Superconducting hardware could scale up brain-inspired computing
Scientists have long looked to the brain as an inspiration for designing computing systems. Some researchers have recently gone even further by making computer hardware with a brain-like structure. These “neuromorphic chips” have already shown great promise, but they have used conventional digital electronics, limiting their complexity and speed. As the chips become larger and more complex, the signals between their individual components become backed up like cars on a gridlocked highway and reduce computation to a crawl.
Now, a team at the National Institute of Standards and Technology (NIST) has demonstrated a solution to these communication challenges that may someday allow artificial neural systems to operate 100,000 times faster than the human brain.
The human brain is a network of about 86 billion cells called neurons, each of which can have thousands of connections (known as synapses) with its neighbors. The neurons communicate with each other using short electrical pulses called spikes to create rich, time-varying activity patterns that form the basis of cognition. In neuromorphic chips, electronic components act as artificial neurons, routing spiking signals through a brain-like network.
Doing away with conventional electronic communication infrastructure, researchers have designed networks with tiny light sources at each neuron that broadcast optical signals to thousands of connections. This scheme can be especially energy-efficient if superconducting devices are used to detect single particles of light known as photons—the smallest possible optical signal that could be used to represent a spike.
In a new Nature Electronics paper, NIST researchers have achieved for the first time a circuit that behaves much like a biological synapse yet uses just single photons to transmit and receive signals. Such a feat is possible using superconducting single-photon detectors. The computation in the NIST circuit occurs where a single-photon detector meets a superconducting circuit element called a Josephson junction.
A Josephson junction is a sandwich of superconducting materials separated by a thin insulating film. If the current through the sandwich exceeds a certain threshold value, the Josephson junction begins to produce small voltage pulses called fluxons. Upon detecting a photon, the single-photon detector pushes the Josephson junction over this threshold and fluxons are accumulated as current in a superconducting loop. Researchers can tune the amount of current added to the loop per photon by applying a bias (an external current source powering the circuits) to one of the junctions. This is called the synaptic weight.

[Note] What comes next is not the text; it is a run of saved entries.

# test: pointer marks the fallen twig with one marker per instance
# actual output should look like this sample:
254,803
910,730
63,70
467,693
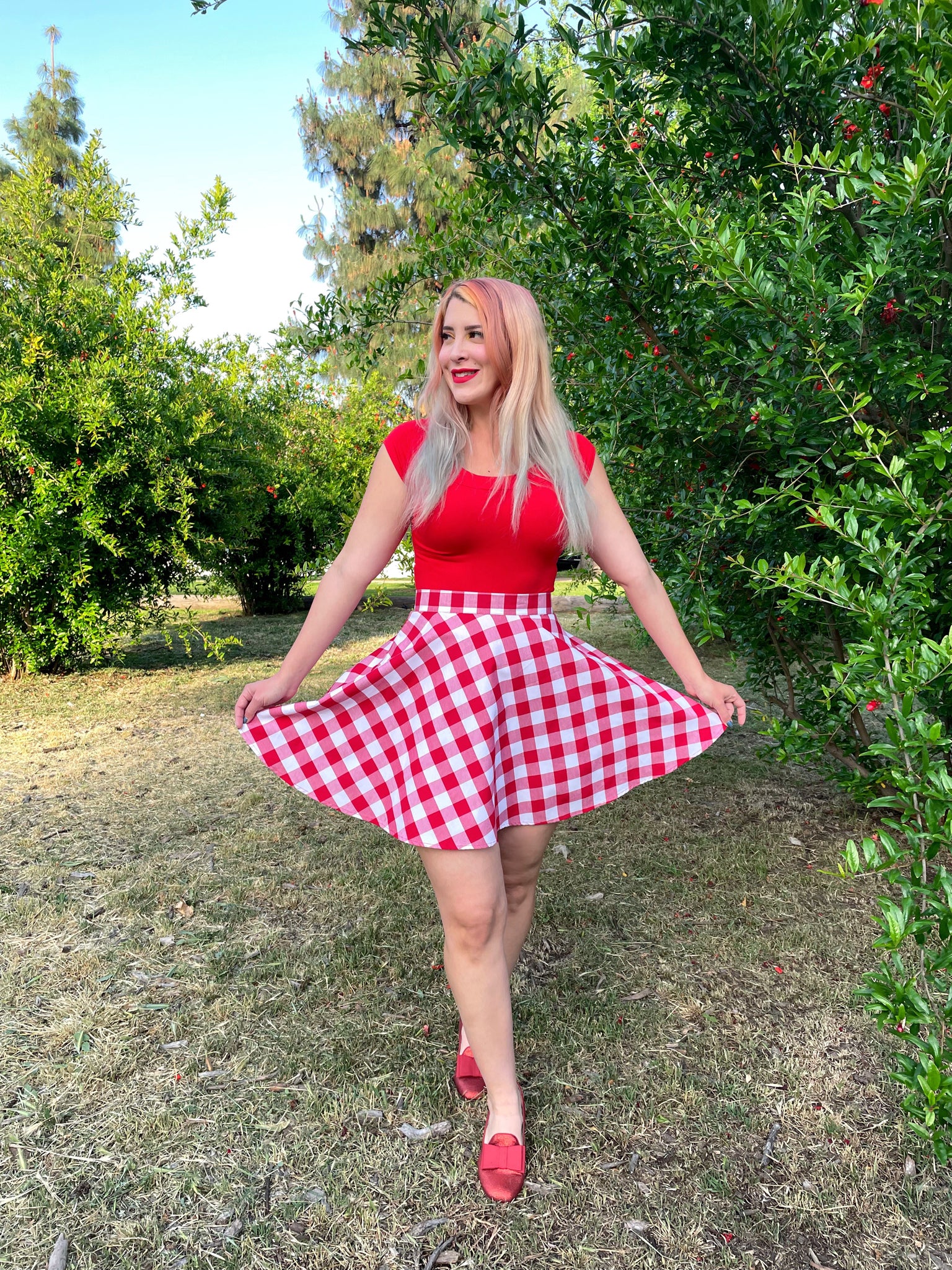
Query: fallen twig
441,1248
769,1146
61,1251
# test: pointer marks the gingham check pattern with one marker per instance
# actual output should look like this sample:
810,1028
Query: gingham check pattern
482,711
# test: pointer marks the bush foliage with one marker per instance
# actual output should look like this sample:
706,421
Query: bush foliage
744,248
131,459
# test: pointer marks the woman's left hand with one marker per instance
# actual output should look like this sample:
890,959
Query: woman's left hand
721,698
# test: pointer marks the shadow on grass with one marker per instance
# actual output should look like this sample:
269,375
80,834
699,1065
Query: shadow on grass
262,639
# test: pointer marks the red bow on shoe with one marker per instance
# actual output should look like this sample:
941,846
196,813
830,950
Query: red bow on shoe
503,1156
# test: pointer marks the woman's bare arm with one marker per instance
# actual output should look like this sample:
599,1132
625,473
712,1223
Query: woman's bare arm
617,553
374,538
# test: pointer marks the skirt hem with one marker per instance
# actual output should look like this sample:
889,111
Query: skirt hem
593,806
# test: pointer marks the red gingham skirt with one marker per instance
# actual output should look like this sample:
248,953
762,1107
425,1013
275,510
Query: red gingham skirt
482,711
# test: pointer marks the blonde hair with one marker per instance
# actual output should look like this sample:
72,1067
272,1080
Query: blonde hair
532,426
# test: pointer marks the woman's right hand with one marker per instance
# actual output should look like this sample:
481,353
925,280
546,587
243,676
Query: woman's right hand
273,691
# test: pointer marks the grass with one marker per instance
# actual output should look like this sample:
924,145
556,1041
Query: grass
208,981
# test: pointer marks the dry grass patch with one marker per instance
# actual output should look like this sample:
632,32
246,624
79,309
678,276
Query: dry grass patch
223,1001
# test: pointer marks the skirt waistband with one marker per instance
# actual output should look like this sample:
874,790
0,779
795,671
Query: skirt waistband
430,601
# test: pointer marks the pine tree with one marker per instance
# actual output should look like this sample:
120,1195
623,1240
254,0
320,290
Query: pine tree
50,134
52,125
392,174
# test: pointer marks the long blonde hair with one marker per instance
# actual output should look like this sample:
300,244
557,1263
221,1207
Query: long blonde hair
534,429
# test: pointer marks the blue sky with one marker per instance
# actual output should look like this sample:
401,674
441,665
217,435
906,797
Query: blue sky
182,99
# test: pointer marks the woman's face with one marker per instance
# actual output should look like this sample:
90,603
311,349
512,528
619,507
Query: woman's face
467,370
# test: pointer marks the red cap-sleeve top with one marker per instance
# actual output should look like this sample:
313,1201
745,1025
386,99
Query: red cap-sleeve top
469,545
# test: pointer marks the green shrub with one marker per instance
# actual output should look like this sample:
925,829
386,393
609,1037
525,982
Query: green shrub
97,440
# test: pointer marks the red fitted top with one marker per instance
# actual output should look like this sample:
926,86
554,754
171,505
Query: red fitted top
461,546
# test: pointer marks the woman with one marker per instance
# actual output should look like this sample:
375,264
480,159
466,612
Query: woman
483,723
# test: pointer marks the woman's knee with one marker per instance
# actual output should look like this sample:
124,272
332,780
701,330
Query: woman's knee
475,926
521,890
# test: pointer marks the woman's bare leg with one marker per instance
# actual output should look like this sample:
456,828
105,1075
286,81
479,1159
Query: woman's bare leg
521,849
470,890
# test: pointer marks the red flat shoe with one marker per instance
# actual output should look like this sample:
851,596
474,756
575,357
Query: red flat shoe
503,1162
467,1076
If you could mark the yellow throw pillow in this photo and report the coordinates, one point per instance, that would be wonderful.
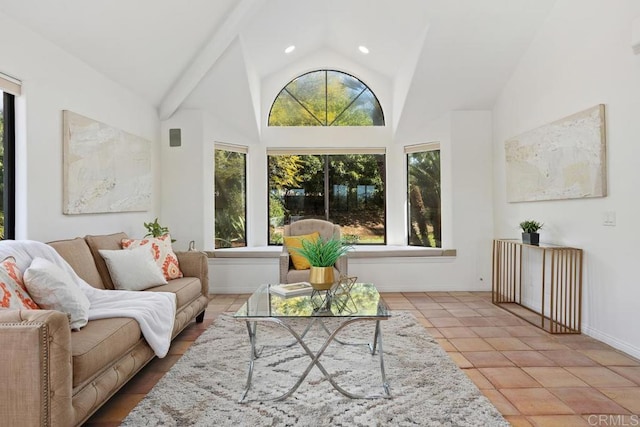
(291, 242)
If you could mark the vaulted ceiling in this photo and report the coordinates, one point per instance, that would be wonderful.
(438, 55)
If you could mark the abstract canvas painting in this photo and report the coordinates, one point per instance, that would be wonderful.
(105, 168)
(561, 160)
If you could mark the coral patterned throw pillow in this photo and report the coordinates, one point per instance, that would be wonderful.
(13, 292)
(162, 252)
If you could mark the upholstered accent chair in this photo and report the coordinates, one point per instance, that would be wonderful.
(327, 230)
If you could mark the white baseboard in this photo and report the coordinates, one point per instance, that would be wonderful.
(613, 342)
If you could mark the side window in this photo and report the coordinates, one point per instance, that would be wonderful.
(423, 194)
(7, 165)
(230, 196)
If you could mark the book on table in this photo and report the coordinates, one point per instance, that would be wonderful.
(292, 289)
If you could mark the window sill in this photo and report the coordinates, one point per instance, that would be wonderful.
(369, 251)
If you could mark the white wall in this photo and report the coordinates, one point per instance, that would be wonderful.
(54, 81)
(582, 57)
(466, 156)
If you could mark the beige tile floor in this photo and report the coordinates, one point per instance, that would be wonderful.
(532, 377)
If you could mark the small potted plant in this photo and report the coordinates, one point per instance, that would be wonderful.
(530, 233)
(322, 254)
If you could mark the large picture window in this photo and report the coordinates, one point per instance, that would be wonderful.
(230, 196)
(326, 98)
(346, 189)
(423, 178)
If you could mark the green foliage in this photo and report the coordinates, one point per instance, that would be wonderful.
(230, 198)
(154, 229)
(297, 187)
(424, 198)
(232, 227)
(350, 239)
(326, 98)
(321, 252)
(530, 226)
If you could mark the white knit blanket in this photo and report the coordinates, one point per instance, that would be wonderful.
(154, 311)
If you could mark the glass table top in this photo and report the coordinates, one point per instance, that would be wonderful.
(363, 300)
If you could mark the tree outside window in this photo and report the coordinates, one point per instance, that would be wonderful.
(346, 189)
(326, 98)
(423, 177)
(230, 198)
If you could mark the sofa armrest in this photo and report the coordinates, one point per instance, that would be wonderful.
(284, 266)
(36, 370)
(195, 264)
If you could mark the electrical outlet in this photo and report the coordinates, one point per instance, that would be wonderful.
(609, 219)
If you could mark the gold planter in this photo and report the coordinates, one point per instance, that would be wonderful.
(321, 278)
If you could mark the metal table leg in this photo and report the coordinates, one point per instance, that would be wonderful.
(377, 342)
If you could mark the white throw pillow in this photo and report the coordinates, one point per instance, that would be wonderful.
(133, 269)
(53, 289)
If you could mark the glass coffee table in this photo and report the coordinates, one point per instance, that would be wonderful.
(362, 303)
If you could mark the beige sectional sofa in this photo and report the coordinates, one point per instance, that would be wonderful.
(52, 376)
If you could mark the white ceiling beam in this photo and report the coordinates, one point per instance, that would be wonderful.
(208, 56)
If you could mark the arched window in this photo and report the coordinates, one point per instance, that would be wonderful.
(326, 98)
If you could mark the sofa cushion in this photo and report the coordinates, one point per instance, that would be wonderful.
(13, 292)
(53, 289)
(160, 248)
(106, 241)
(186, 289)
(98, 344)
(133, 270)
(77, 253)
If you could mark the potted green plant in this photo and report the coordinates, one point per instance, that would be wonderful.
(322, 254)
(154, 229)
(530, 233)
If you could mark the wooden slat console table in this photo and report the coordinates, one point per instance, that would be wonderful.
(560, 272)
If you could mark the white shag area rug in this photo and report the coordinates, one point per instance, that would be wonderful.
(204, 386)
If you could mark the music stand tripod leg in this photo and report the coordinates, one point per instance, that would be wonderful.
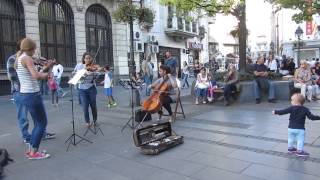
(128, 124)
(72, 138)
(94, 128)
(140, 124)
(131, 119)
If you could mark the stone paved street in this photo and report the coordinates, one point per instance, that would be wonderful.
(243, 141)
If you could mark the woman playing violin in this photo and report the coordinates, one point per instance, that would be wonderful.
(88, 90)
(165, 99)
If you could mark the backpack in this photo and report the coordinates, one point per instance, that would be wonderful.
(4, 159)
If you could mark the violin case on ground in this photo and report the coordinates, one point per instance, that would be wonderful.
(140, 114)
(156, 138)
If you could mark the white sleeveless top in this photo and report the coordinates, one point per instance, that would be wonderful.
(27, 83)
(203, 83)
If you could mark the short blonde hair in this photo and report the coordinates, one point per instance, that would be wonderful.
(303, 61)
(27, 45)
(298, 98)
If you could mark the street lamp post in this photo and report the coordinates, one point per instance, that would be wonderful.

This behavior is similar to that of biological synapses. The stored current serves as a form of short-term memory, as it provides a record of how many times the neuron produced a spike in the near past. The duration of this memory is set by the time it takes for the electric current to decay in the superconducting loops, which the NIST team demonstrated can vary from hundreds of nanoseconds to milliseconds, and likely beyond.
This means the hardware could be matched to problems occurring at many different time scales—from high-speed industrial control systems to more leisurely conversations with humans. The ability to set different weights by changing the bias to the Josephson junctions permits a longer-term memory that can be used to make the networks programmable so that the same network could solve many different problems.
Synapses are a crucial computational component of the brain, so this demonstration of superconducting single-photon synapses is an important milestone on the path to realizing the team’s full vision of superconducting optoelectronic networks. Yet the pursuit is far from complete. The team’s next milestone will be to combine these synapses with on-chip sources of light to demonstrate full superconducting optoelectronic neurons.
“We could use what we’ve demonstrated here to solve computational problems, but the scale would be limited,” NIST project leader Jeff Shainline said. “Our next goal is to combine this advance in superconducting electronics with semiconductor light sources. That will allow us to achieve communication between many more elements and solve large, consequential problems.”
The team has already demonstrated light sources that could be used in a full system, but further work is required to integrate all the components on a single chip. The synapses themselves could be improved by using detector materials that operate at higher temperatures than the present system, and the team is also exploring techniques to implement synaptic weighting in larger-scale neuromorphic chips.